Gig: Enter Shikari @ UEA, Norwich

Enter Shikari by Jonathan Dadds

A tour taking in some of the "smaller, sweatier places" (their words) of the UK, Enter Shikari are visiting some spots they seldom visit, promising a more intimate opportunity to see the band live. My first experience of Enter Shikari may have been literally the sweatiest gig I've ever been to, over in Cambridge's Portland Arms so a tour billed as such was always going to be appealing.


Teenage Wrist

First up are Teenage Wrist, who've headed over from the states for this run of shows. Playing a lot of tracks from their most recent record, Still Love, they’re a nice, fuzzy, start to the evening. A combination of their sound and the sound guy on the evening, Teenage Wrist are bloody loud, waves of distorted guitars fill every corner of the venue (and some corners outside the venue). I wasn’t familiar with Teenage Wrist going into this gig but the stuff from the new record especially sounds good live – certainly worth digging into their back catalogue.


Enter Shikari

Enter Shikari haven't really scaled back for their smaller tour, with a huge amount of lighting and multiple led towers dotted around the stage. It doesn't take long for the sweatiness promise to be realised, the crowd going crazy from the second the band stepped on stage. A few songs in and a cry of "I want to see people on shoulders" leads to a wall of people up higher, screaming every word back.

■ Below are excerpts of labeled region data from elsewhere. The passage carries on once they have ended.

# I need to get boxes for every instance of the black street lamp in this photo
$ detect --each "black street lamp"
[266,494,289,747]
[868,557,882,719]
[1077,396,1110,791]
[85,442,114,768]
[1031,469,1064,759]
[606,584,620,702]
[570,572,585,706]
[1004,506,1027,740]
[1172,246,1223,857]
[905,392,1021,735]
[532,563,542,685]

Classic tracks like Anything Can Happen In The Next Half an Hour go down fantastically, a lot of movement in the UEA crowd, the occasional crowd surfer flying over the barrier. Sorry You're Not Winner gets the crowd going before dropping into the Pendulum Remix to really push the energy up. Partway through the set frontman Rou makes his way to the back of the crowd standing above the audience to deliver a couple of tracks before crowd-surfing his way back.

"Does anyone know how many times we've played here? Chat GPT says either more than 5 times or more than 10." They ask halfway through the set. Someone calls out "21 times", dismissed as "bullshit" by the band who claim that'd be a gig here every year (Answers on a postcard please!) but, as a location for a previous video shoot, it’s clearly a venue that feels at home to the band.

Personally, I’m impressed by the amount of energy the band gives their shows – they’ve been gigging fairly solidly for at least twenty years now but they still make their live shows feel as lively as they did back then. They’ve grown, musically and as people; they’re not afraid to wear their politics on their sleeves, more than happy to give songs meaning (and the collection for War Child for people on the guestlist was a nice touch) – but at the core they’re still the explosive band they always were. And more than capable of making a room like the LCR into a sweaty pit.